Geister und Dämonen erschienen
Doch dieses Bild war trügerisch – und Raphael M. eine tickende Zeitbombe. Zehn Jahre lang gelang es ihm, seine grausamen Pläne vor den Betreuern und seiner Familie geheim zu halten. Bis es am 8. August 2024 erneut eskalierte: Raphael M. tötete während eines bewilligten Ausgangs seine frühere Nachbarin Assunta L.** (†75) am Basler Nasenweg. Die Tat weist viele Ähnlichkeiten zu seinem ersten Mord von 2014 am selben Tatort auf.
Jetzt steht Raphael M. erneut wegen Mordes vor dem Basler Strafgericht. Blick machte die Anklageschrift Anfang September 2025 bekannt. Er ist geständig. Laut Staatsanwaltschaft hängen die Tötungsdelikte von 2014 und 2024 direkt zusammen. M. selbst sprach von Dämonen oder Geistern, die ihm erschienen seien.
Tötung zehn Jahre geplant
Nach der Tat gerieten die Basler Behörden massiv in die Kritik. Der Kanton beauftragte den Justizvollzugsexperten Andreas Werren und den forensischen Psychiater Frank Urbaniok mit einer externen Untersuchung. Das über 200 Seiten lange Dokument – teils geschwärzt – liegt Blick vor. Das Fazit der Experten: Der Rückfall nach über 100 unauffälligen Freigängen kam für die Psychiater der UPK «aus heiterhellem Himmel» und war nur schwer vorhersehbar.
Für Raphael M. selbst offenbar nicht. Schon nach den Morden von 2014 sagte er, er habe «nicht genug Menschen getötet». 2021 erklärte er gegenüber seiner Mutter, er habe vor sieben Jahren die «falsche Person» umgebracht. Laut Akten gab M. nach der Tat im Sommer 2024 an, ihm sei klar gewesen, dass er diesen «Fehler» irgendwann korrigieren müsse. Doch M. hielt seine Pläne geheim und wartete auf eine günstige Gelegenheit.
Meister der Verschleierung
Während seiner stationären Massnahme erlitt Raphael M. fünf schizophrene Rückfälle. Urbaniok hält fest, dass Raphael M. «eine ausserordentliche Fähigkeit hat, Symptome und risikorelevante Entwicklungen zu verbergen». Am Tattag – nur wenige Momente vor der Tötung – soll M. sogar glücklich gelächelt haben.
Genauso gekonnt verschleierte Raphael M. über all die Jahre eine wahnhafte Nebenrealität, die ihn wohl seit seiner Kindheit auf Schritt und Tritt begleitete. Über diese Welt soll er ausführlich in einem Tagebuch berichtet haben.
Videospiele mit Dämonen
Diese Welt war gemäss Akten stark geprägt von Fantasy-Elementen. M. galt als videospielsüchtig, spielte selbst während der Massnahme regelmässig bis zu zehn Stunden pro Woche. Die Fachkommission des Strafvollzugskonkordats warnte davor – insbesondere wegen des Games «World of Warcraft». Die Dämonenfiguren im Spiel könnten bei ihm als schizophrenem Patienten deliktrelevant sein. Die UPK widersprachen: Ein direkter Zusammenhang zwischen Spielinhalten und Gewalt sei wissenschaftlich nicht belegt.
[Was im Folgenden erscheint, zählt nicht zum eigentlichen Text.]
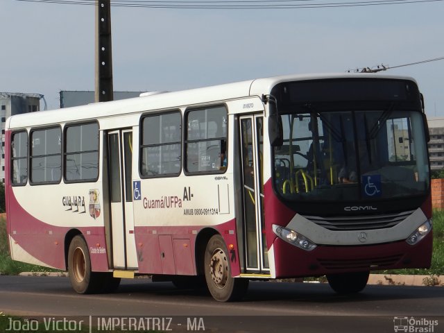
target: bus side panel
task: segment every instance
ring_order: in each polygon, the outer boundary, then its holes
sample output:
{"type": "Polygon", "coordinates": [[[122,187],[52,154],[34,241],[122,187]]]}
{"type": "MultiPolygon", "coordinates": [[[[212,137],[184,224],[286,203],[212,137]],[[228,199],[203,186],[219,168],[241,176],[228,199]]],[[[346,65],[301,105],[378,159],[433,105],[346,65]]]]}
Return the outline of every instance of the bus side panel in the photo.
{"type": "MultiPolygon", "coordinates": [[[[235,220],[213,227],[223,237],[231,262],[232,276],[240,271],[235,220]],[[233,248],[230,248],[230,245],[233,248]]],[[[194,275],[197,273],[196,239],[202,225],[136,227],[139,272],[194,275]],[[173,266],[172,266],[173,264],[173,266]]]]}
{"type": "MultiPolygon", "coordinates": [[[[71,227],[51,225],[35,218],[19,203],[15,187],[7,186],[7,213],[14,260],[65,270],[65,240],[71,227]]],[[[26,191],[24,187],[20,190],[26,191]]],[[[105,228],[103,226],[76,228],[84,236],[94,271],[108,271],[105,228]]]]}

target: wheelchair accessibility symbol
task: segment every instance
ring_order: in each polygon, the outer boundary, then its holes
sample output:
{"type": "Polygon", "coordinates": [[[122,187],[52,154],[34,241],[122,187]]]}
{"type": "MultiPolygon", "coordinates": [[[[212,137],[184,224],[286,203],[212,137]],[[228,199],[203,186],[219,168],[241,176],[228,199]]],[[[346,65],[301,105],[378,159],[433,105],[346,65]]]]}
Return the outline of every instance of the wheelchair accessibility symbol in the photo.
{"type": "Polygon", "coordinates": [[[140,190],[140,180],[135,180],[133,182],[133,193],[134,200],[142,199],[142,191],[140,190]]]}
{"type": "Polygon", "coordinates": [[[361,183],[362,184],[363,194],[364,196],[377,198],[381,196],[381,176],[363,176],[361,183]]]}

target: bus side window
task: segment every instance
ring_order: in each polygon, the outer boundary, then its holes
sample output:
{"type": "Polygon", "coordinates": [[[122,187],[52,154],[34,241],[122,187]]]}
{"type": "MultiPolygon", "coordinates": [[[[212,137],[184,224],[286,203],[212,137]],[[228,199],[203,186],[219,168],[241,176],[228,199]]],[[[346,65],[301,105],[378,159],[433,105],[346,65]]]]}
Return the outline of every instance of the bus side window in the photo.
{"type": "Polygon", "coordinates": [[[13,185],[24,185],[28,180],[28,133],[12,134],[11,140],[11,181],[13,185]]]}
{"type": "Polygon", "coordinates": [[[226,108],[193,110],[187,114],[186,122],[185,170],[189,173],[224,171],[228,162],[226,108]]]}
Brisant: Obwohl Raphael M. Jahre in der stationären Massnahme verbrachte, konnte niemand seinen genauen Deliktmechanismus knacken. Heisst: Wie genau aus innerem Wahn konkrete Gewalt wurde, blieb unklar. Auch war nie geklärt, welche Rolle der Nasenweg als Tatort hat. Stattdessen durfte M. dort weiterhin im Wohnhaus seines Vaters ein- und ausgehen, um ihn zu besuchen.
Kommt es zur Verwahrung?
Erst seit der Tat von 2024 ist klar: Der Deliktmechanismus basiert auf der «vermutlich kontinuierlich vorhandenen Nebenrealität, die von M. weitgehend abgeschottet und von der Realität getrennt» wurde. Raphael M. tötete, um einen von Dämonen erteilten «Auftrag» zu erfüllen. Es gab ein «dauerhaftes Fortsetzungsmotiv».
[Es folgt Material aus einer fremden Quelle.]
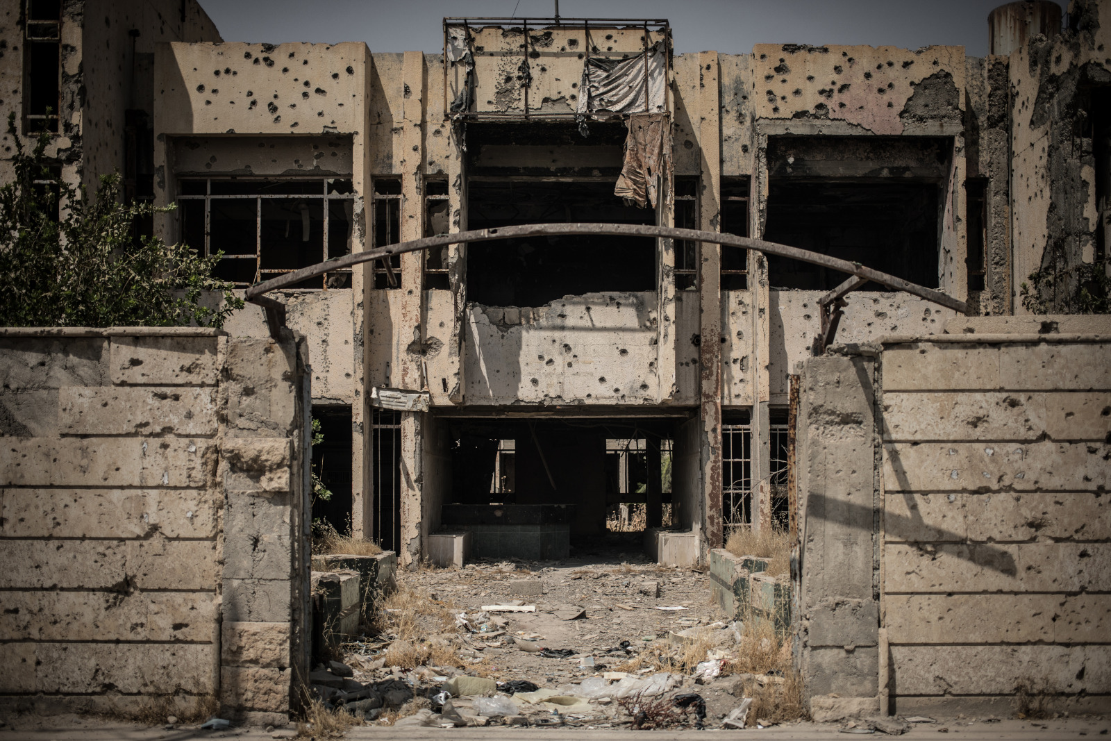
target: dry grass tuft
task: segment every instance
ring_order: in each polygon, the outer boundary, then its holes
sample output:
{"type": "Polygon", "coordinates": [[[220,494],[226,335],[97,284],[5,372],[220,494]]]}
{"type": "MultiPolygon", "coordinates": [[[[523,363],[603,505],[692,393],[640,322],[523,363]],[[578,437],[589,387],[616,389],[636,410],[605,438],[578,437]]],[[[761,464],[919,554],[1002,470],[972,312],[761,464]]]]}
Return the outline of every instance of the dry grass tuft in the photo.
{"type": "Polygon", "coordinates": [[[307,698],[304,718],[297,721],[299,739],[338,739],[353,725],[362,721],[344,710],[329,710],[320,700],[307,698]]]}
{"type": "Polygon", "coordinates": [[[769,559],[768,575],[785,574],[791,568],[791,534],[787,530],[771,528],[753,532],[751,528],[735,528],[729,533],[725,550],[733,555],[755,555],[769,559]]]}
{"type": "Polygon", "coordinates": [[[382,552],[378,543],[341,534],[328,521],[312,523],[313,553],[342,553],[344,555],[378,555],[382,552]]]}
{"type": "Polygon", "coordinates": [[[408,718],[409,715],[416,715],[418,710],[423,710],[424,708],[431,708],[432,703],[429,702],[428,698],[413,698],[406,704],[401,705],[397,710],[390,710],[384,712],[379,717],[379,725],[393,725],[402,718],[408,718]]]}
{"type": "Polygon", "coordinates": [[[745,725],[754,727],[758,720],[785,723],[805,718],[807,708],[802,703],[802,678],[799,672],[788,669],[782,678],[769,679],[783,681],[769,681],[763,685],[754,679],[744,682],[744,697],[752,698],[745,725]]]}

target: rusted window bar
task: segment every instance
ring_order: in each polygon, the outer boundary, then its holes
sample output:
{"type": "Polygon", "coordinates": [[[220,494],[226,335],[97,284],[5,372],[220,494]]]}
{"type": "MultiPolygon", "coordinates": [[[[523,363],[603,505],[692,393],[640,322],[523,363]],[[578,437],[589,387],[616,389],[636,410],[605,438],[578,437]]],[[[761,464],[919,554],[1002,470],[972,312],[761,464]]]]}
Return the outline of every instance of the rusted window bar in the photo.
{"type": "MultiPolygon", "coordinates": [[[[302,268],[279,278],[271,278],[270,280],[257,283],[256,286],[247,289],[246,296],[248,301],[258,303],[254,299],[262,297],[269,291],[287,288],[299,281],[307,280],[322,273],[351,268],[352,266],[361,264],[363,262],[379,260],[394,254],[402,254],[404,252],[417,252],[418,250],[428,250],[437,247],[446,247],[448,244],[488,242],[498,239],[520,239],[523,237],[543,237],[548,234],[595,234],[605,237],[649,237],[653,239],[662,238],[674,240],[687,239],[698,242],[708,242],[710,244],[721,244],[722,247],[738,247],[742,249],[757,250],[758,252],[763,252],[765,254],[775,254],[783,258],[790,258],[792,260],[801,260],[802,262],[809,262],[811,264],[819,264],[832,270],[839,270],[850,276],[857,276],[858,278],[893,288],[897,291],[905,291],[907,293],[925,299],[927,301],[932,301],[933,303],[938,303],[948,309],[953,309],[954,311],[965,314],[968,313],[967,303],[940,291],[919,286],[918,283],[911,283],[902,278],[897,278],[894,276],[880,272],[879,270],[865,268],[859,262],[849,262],[848,260],[841,260],[839,258],[821,254],[819,252],[811,252],[810,250],[803,250],[797,247],[789,247],[777,242],[767,242],[762,239],[752,239],[750,237],[738,237],[735,234],[699,231],[695,229],[675,229],[673,227],[657,227],[653,224],[585,222],[539,223],[522,224],[518,227],[497,227],[493,229],[476,229],[471,231],[457,232],[454,234],[438,234],[436,237],[426,237],[423,239],[414,239],[408,242],[399,242],[397,244],[376,247],[364,252],[352,252],[351,254],[346,254],[341,258],[333,258],[316,266],[302,268]]],[[[277,332],[278,329],[279,328],[277,327],[271,327],[271,332],[277,332]]]]}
M. gilt laut Anklage als therapieresistent. Für die nun angeklagte Tat sei er schuldunfähig. Die Staatsanwaltschaft will ihre Anträge an der Hauptverhandlung stellen. Damit bleibt noch offen, ob Raphael M.s wohl grösste Angst eintritt: die Forderung nach Verwahrung.
Die Verhandlung findet ab heute Mittwoch statt und ist für drei Tage angesetzt. Blick ist vor Ort und berichtet live.